Various fishes were sacred, as the Oxyrhynkhos, Phagros, Lepidotos, Latos, and others; but they were not identified with gods, and we do not know of their being worshipped. The scorpion was the emblem of the goddess Selk, and is found in prehistoric amulets; but it is not known to have been adored, and most usually it represents evil, where Horus is shown overcoming noxious creatures.

It will be observed that nearly all of the animals which were worshipped had qualities for which they were noted, and in connection with which they were venerated. If the animal worship were due to totemism, or a sense of animal brotherhood in certain tribes, we must also assume that that was due to these qualities of the animal; whereas totemism in other countries does not seem to be due to veneration of special qualities of the animals. It is therefore more likely that the animal worship simply arose from the nature of the animals, and not from any true totemism, although each animal came to be associated with the worship of a particular tribe or district.




CHAPTER V

THE GROUPS OF GODS. ANIMAL-HEADED GODS

In a country which has been subjected to so many inflows of various peoples as in Egypt, it is to be expected that there would be a great diversity of deities and a complex and inconsistent theology.

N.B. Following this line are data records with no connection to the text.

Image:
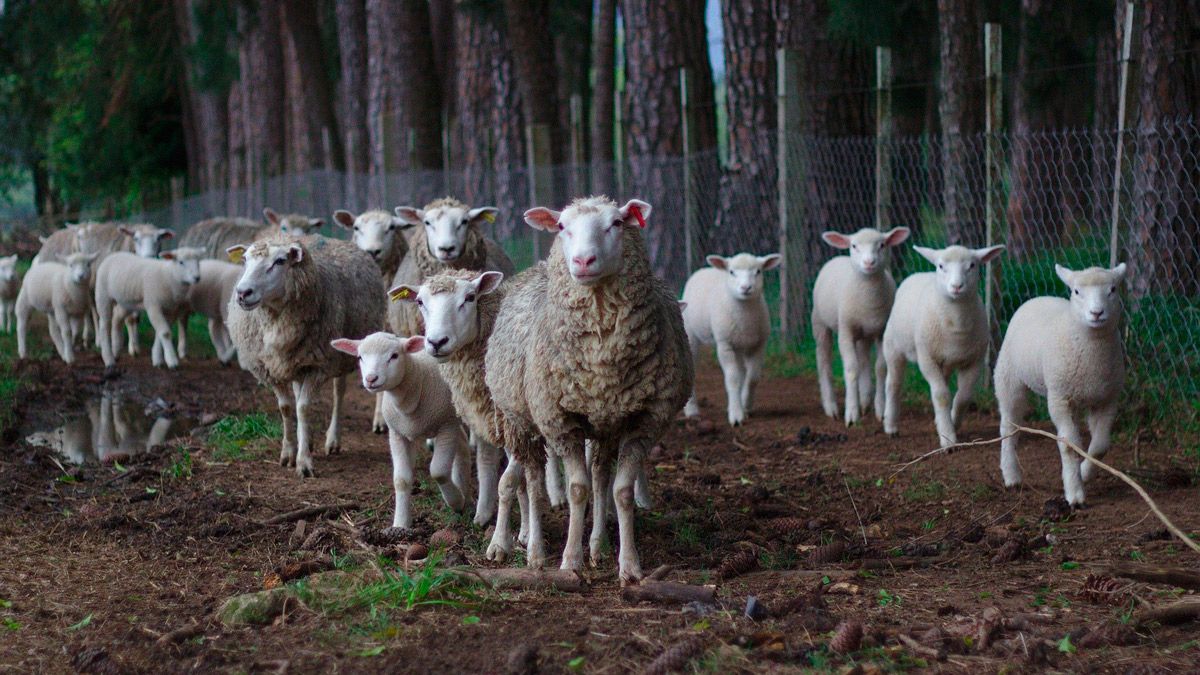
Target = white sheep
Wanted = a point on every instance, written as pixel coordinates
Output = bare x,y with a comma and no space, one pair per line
417,406
592,345
10,285
852,297
1071,352
295,296
157,286
726,309
939,321
59,291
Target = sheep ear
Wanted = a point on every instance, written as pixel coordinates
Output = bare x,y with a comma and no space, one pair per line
835,239
540,217
346,346
414,344
411,215
987,255
717,261
403,293
483,213
772,261
897,236
487,281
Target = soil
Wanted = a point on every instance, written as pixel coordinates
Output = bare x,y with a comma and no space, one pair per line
101,559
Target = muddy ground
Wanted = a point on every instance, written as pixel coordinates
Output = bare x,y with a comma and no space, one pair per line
101,560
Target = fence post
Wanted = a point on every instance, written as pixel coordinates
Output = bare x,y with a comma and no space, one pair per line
883,133
688,129
540,179
994,113
1122,100
791,195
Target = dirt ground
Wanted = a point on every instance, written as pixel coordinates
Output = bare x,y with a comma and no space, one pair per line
101,560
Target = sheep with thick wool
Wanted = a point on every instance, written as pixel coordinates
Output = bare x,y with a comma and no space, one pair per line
592,345
939,321
1071,352
293,298
417,406
852,297
725,308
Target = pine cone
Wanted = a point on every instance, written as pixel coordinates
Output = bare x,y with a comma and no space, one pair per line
676,657
847,637
737,563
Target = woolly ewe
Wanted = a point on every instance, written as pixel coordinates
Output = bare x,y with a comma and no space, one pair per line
939,321
726,309
1069,352
852,297
417,406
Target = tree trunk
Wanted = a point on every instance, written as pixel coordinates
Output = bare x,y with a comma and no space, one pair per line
961,114
1164,243
663,36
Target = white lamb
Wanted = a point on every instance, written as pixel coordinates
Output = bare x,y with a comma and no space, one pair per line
726,309
939,321
59,291
159,286
417,406
852,297
1069,352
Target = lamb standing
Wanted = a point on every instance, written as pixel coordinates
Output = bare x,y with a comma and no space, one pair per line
939,321
592,346
59,291
726,308
1069,352
295,296
418,406
852,297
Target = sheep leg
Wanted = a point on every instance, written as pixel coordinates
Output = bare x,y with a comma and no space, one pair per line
823,338
401,478
447,446
1099,425
334,434
487,461
735,375
287,401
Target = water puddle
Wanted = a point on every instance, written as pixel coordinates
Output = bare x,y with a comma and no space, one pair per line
112,426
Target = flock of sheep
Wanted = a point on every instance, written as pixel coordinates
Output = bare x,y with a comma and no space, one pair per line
577,364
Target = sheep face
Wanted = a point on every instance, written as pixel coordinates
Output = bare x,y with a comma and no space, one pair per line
868,246
591,232
447,226
744,273
450,310
1093,294
958,268
264,278
383,358
293,225
373,232
147,239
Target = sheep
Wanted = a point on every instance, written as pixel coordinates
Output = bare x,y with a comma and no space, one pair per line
852,297
59,291
210,297
159,286
592,345
10,285
459,309
418,406
294,296
939,321
727,310
449,236
1072,353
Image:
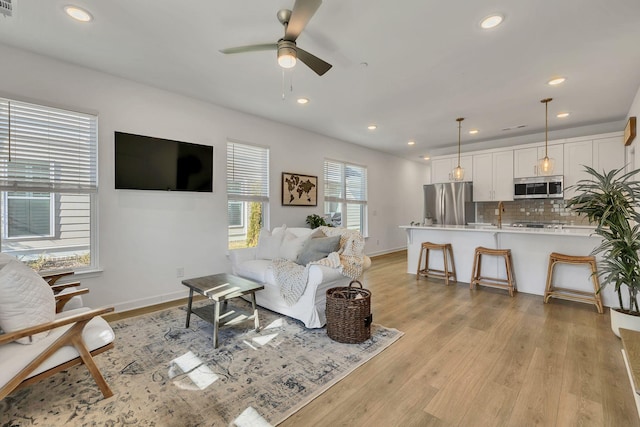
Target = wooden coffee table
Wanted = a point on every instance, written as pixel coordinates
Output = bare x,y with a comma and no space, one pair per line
220,288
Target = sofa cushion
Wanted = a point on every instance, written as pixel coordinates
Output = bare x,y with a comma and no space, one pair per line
292,245
269,243
5,259
25,300
254,269
318,248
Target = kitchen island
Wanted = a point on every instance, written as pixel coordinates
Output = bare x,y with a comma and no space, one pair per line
530,248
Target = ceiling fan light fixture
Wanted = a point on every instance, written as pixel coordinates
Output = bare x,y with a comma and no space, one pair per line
78,13
491,21
287,56
556,81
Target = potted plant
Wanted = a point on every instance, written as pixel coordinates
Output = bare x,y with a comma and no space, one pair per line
611,201
315,221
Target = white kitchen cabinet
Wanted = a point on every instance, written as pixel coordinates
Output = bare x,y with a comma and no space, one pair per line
602,154
525,160
442,169
608,154
577,155
493,176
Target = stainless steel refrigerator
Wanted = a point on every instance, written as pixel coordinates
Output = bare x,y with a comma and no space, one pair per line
449,203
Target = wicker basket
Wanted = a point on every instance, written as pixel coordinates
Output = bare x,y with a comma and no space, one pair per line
349,314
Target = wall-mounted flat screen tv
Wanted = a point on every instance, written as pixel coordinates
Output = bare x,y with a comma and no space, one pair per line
147,163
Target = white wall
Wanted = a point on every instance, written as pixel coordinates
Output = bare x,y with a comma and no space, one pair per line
634,111
144,236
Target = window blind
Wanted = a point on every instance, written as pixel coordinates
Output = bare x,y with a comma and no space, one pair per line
47,149
344,182
247,172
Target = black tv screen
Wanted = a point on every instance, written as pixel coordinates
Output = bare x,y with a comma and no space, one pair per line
147,163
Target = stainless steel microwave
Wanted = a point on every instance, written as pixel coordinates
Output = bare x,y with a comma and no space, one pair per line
539,187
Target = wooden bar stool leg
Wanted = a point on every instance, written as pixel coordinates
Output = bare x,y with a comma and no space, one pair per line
596,286
419,262
510,278
453,263
475,273
446,266
548,288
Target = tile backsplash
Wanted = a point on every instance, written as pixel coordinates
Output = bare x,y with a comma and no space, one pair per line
533,210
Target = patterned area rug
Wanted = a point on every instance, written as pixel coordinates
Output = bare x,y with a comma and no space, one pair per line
163,374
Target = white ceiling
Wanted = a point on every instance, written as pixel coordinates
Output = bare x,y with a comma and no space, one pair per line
428,62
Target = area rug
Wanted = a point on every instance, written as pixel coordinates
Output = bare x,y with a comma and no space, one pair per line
163,374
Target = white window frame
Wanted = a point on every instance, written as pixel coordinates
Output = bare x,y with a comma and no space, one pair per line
342,194
66,140
247,180
6,195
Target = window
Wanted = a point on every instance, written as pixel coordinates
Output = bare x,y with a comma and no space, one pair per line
247,192
48,185
345,195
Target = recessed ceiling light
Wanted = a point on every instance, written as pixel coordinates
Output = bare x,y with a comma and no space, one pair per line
556,81
78,14
491,21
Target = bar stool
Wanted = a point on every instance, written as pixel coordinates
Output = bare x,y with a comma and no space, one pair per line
571,294
447,256
476,273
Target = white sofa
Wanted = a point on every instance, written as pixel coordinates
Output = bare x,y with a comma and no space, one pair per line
257,264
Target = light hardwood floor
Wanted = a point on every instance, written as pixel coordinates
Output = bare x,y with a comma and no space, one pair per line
479,358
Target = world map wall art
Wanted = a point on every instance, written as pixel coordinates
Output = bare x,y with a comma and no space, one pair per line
299,190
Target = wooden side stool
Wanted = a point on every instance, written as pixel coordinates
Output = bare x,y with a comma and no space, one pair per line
476,272
571,294
447,256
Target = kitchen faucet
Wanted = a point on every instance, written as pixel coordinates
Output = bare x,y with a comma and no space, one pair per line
500,210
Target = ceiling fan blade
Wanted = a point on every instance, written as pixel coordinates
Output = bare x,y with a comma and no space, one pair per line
316,64
302,12
250,48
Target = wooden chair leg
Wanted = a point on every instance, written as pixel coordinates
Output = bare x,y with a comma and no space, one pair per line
419,262
596,287
446,266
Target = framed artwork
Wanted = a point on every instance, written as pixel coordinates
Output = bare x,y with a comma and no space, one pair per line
630,131
299,190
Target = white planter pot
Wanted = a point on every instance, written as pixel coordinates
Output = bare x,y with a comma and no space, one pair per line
625,321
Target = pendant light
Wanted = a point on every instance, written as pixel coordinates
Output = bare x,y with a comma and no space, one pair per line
545,165
458,172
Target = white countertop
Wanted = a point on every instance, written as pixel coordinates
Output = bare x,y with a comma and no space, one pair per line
571,230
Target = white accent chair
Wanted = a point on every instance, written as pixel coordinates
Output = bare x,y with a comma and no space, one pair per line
39,338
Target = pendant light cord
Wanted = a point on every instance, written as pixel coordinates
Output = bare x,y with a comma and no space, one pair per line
546,124
459,120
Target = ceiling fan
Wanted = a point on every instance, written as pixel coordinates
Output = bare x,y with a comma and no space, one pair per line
294,22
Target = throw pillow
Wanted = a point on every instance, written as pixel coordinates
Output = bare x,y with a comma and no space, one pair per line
25,300
5,259
291,245
269,244
318,248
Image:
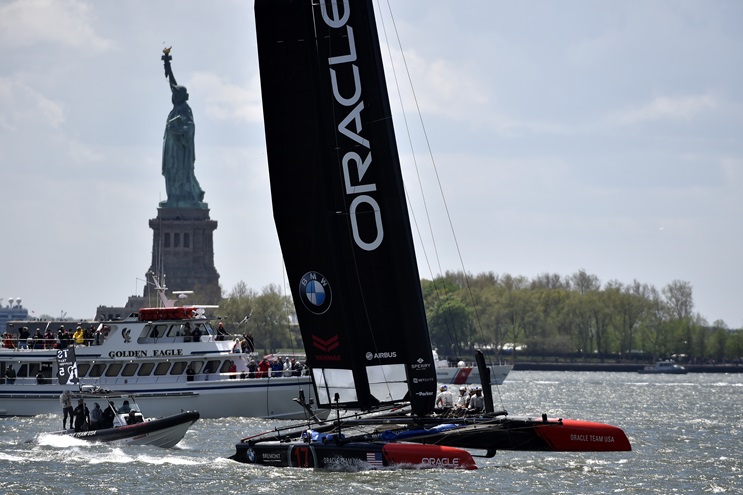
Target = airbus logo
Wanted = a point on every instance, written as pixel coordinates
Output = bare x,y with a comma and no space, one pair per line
380,355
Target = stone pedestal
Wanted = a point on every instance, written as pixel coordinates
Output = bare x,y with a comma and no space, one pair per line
183,250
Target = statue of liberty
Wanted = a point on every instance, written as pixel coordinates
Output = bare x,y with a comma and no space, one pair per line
179,154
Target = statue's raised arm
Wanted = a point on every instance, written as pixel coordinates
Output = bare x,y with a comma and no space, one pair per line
179,155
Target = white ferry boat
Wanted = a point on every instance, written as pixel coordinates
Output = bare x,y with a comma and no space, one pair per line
467,373
149,354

To discriminate the principal classes of conceptions of gods is the first step toward understanding the growth of the systems. The broad division of animal gods and human gods is obvious; and the mixed type of human figures with animal heads is clearly an adaptation of the animal gods to the later conceptions of a human god. Another valuable separator lies in the compound names of gods. It is impossible to suppose a people uniting two gods, both of which belonged to them aboriginally; there would be no reason for two similar gods in a single system, and we never hear in classical mythology of Hermes-Apollo or Pallas-Artemis, while Zeus is compounded with half of the barbarian gods of Asia. So in Egypt, when we find such compounds as Amon-Ra, or Ptah-Sokar-Osiris, we have the certainty that each name in the compound is derived from a different race, and that a unifying operation has taken place on gods that belonged to entirely different sources.

We must beware of reading our modern ideas into the ancient views. As we noticed in the first chapter, each tribe or locality seems to have had but one god originally; certainly the more remote our view, the more separate are the gods. Hence to the people of any one district 'the god' was a distinctive name for their own god; and it would have seemed as strange to discriminate him from the surrounding gods, as it would to a Christian in Europe if he specified that he did not mean Allah or Siva or Heaven when he speaks of God. Hence we find generic descriptions used in place of the god's name, as 'lord of heaven,' or 'mistress of turquoise,' while it is certain that specific gods as Osiris or Hathor are in view. A generic name 'god' or 'the god' no more implies that the Egyptians recognised a unity of all the gods, than 'god' in the Old Testament implies that Yahvah was one with Chemosh and Baal. The simplicity of the term only shows that no other object of adoration was in view.